If I just start my computer and doesn’t do anything, it sits for about 10 minutes on the boot splash screen, and then puts me in a terminal. If on the other hand I quickly press escape during boot to view the output (if I wait too long nothing happens when I press escape), it quickly boots up normally. Based on systemd-analyze plot
it looks like the .device files for the SSD are what’s taking time.
I’m guessing that plymouth is causing the delay.
Use Yast bootloader.
In the “Kernel parameters” tab, add “plymouth.enable=0” (without the quotes) to the end of the kernel command line parameters.
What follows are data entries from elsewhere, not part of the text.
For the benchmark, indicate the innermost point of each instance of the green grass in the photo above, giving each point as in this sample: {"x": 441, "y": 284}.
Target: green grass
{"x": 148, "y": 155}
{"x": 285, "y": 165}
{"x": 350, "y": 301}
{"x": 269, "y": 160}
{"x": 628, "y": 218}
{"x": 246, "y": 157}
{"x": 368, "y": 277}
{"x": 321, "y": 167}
You will get a messier boot screen (similar to what you get when hitting ESC). But it will probably solve your slow boot problem without you having to remember to intervene.
And maybe file a bug report about the problem.
Same issue here (or close enough), but only part of the time. From time to time, it boots correctly and reaches SDDM as expected.
Leap 15.0, fresh install, fully updated.
Kernel: 4.12.14-lp150.12.19-default
Hardware: Dell OptiPlex 7010
Graphics: Intel Corporation Xeon E3-1200 v2/3rd Gen Core processor Graphics Controller (rev 09)
Not sure whether this plays a role or not, but just like the OP, this system has an SSD drive.
Disabling Plymouth as recommended seems to fix the issue (too soon to tell for sure).